Could Burnaby schools soon have washrooms marked "xe" to accommodate transgender students?
Burnaby school district plans to take a closer look at the policy just adopted by Vancouver School Board to support such students.
School trustee Gary Wong said he couldn't speak for the rest of the district's LGBTQ committee, which he chairs.
However, "I would think that we would possibly want to have a look at that. There are a number of initiatives we're working on right now. The current labour dispute puts us in a holding pattern somewhat."
The policy sets out how the VSB can improve inclusivity for students who identify as gender-variant or transgender. It was part of a set of amendments to a policy on sexual orientation and gender identity that Vancouver first adopted in 2004. Xe, xem, and xyr are pronouns are now included in the policy as alternatives to he/she, him/her and his/hers.
Much of the changes appeared to be "housekeeping" ones with some seeing the VSB adopting language similar to that used by Burnaby in its anti-homophobia Policy 5.45, itself a source of controversy, said Wong.
The aspect that got perhaps the most headlines was that transgender students be allowed to use the washrooms of their choice, and that gender-neutral, single-stall washrooms be offered in schools.
"We deal with every individual on a case by case basis as it comes up," said Wong.
"Where a student would want to have a private, separate washroom, or whether they use a gender-neutral or whether they use the one that they identify with. I haven't heard specifically of a case where that's come up."
No related complaints or concerns have been brought to the attention of Burnaby district's LGBTQ committee, Wong said.
If the board decided to include such provisions he believes the students involved could be accommodated through existing facilities such as staff washrooms, if that's what they're comfortable with.
Vancouver is not the first to bring in such a policy. Toronto and Edmonton school districts already have similar provisions in place.
Ultimately, the policy will make schools safer for all students, said Sharalyn Jordan, an assistant professor of counselling psychology at Simon Fraser University's faculty of education.

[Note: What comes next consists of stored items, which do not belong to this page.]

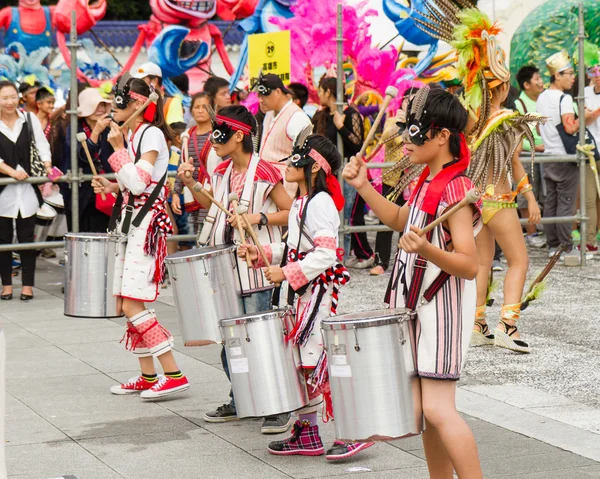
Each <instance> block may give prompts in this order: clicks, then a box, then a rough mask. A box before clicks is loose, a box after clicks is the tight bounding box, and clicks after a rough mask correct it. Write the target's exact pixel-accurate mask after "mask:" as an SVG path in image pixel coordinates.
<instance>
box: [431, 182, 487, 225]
mask: <svg viewBox="0 0 600 479" xmlns="http://www.w3.org/2000/svg"><path fill="white" fill-rule="evenodd" d="M480 198H481V193H480V192H479V190H478V189H477V188H473V189H472V190H469V191H467V194H466V195H465V197H464V198H463V199H462V200H461V201H460V202H459V203H457V204H455V205H454V206H453V207H452V208H450V209H449V210H448V211H446V212H445V213H444V214H443V215H442V216H440V217H439V218H436V219H435V220H433V221H432V222H431V223H429V224H428V225H427V226H425V228H423V229H422V230H421V232H420V233H419V236H424V235H426V234H427V233H429V232H430V231H431V230H432V229H433V228H435V227H436V226H437V225H439V224H440V223H443V222H444V221H446V220H447V219H448V218H449V217H450V216H452V215H453V214H454V213H456V212H457V211H458V210H460V209H462V208H464V207H465V206H467V205H470V204H472V203H477V202H478V201H479V199H480Z"/></svg>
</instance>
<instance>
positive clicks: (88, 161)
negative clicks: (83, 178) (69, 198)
mask: <svg viewBox="0 0 600 479" xmlns="http://www.w3.org/2000/svg"><path fill="white" fill-rule="evenodd" d="M77 141H78V142H79V143H81V146H82V147H83V151H85V156H87V159H88V163H89V164H90V168H91V169H92V174H93V175H94V176H98V172H97V171H96V167H95V166H94V162H93V161H92V155H90V150H89V149H88V147H87V136H86V135H85V133H84V132H81V133H77ZM100 196H101V197H102V200H106V195H105V194H104V193H100Z"/></svg>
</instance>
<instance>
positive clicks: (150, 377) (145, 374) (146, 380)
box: [142, 373, 158, 383]
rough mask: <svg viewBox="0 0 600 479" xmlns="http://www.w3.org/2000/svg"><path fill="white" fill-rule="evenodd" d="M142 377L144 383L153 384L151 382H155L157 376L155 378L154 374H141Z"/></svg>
mask: <svg viewBox="0 0 600 479" xmlns="http://www.w3.org/2000/svg"><path fill="white" fill-rule="evenodd" d="M142 377H143V378H144V379H145V380H146V381H148V382H149V383H153V382H156V381H157V380H158V376H157V374H156V373H154V374H144V373H142Z"/></svg>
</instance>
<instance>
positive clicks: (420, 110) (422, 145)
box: [396, 86, 433, 146]
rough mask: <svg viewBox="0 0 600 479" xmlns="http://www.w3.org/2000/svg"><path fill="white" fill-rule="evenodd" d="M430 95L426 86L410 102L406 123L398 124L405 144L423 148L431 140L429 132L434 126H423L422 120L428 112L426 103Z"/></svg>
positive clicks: (409, 101)
mask: <svg viewBox="0 0 600 479" xmlns="http://www.w3.org/2000/svg"><path fill="white" fill-rule="evenodd" d="M428 94H429V87H428V86H424V87H422V88H420V89H419V91H418V92H417V93H416V95H415V96H414V97H412V98H411V99H410V100H409V102H408V107H407V113H406V122H397V123H396V125H397V126H398V128H399V129H400V130H399V133H400V134H401V135H402V139H403V140H404V141H405V142H408V143H412V144H413V145H416V146H423V145H424V144H425V142H426V141H428V140H429V138H428V137H427V132H428V131H430V130H431V128H432V126H433V125H423V123H422V121H421V120H422V118H423V115H424V114H425V113H427V111H426V110H425V102H426V101H427V95H428Z"/></svg>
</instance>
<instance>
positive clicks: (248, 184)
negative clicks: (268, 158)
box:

For one thing, students will learn to respect gender and sexual diversity, Jordan said. She also cited a national study of Canadian schools that showed that not only are sexually-diverse students hurt by bullying but other students who witness it also feel distress.
As for the washroom aspect, Jordan said, "It's more than possible for people to use shared facilities in a respectful and safe way.
"I think the anxieties and fears are huge and the actual potential for risk or problem is miniscule. And schools, they handle far more challenging issues, to be honest."
As for Wong, he could empathize with the Vancouver school trustees who had to deal with outspoken opposition by some to its policy. Burnaby trustees went through much the same situation with Policy 5.45, aimed at combatting homophobia.
In Burnaby's case, much of the arguments were along the lines of LGBTQ students not needing special protection, that everyone should be treated equally, Wong said.
"And yet, you don't hear the same argument against our policy on racism," he said. "I wish it was the case that we don't need policies identifying it but if you look at the studies, you look at the teen suicide rates among that group, it paints a different picture."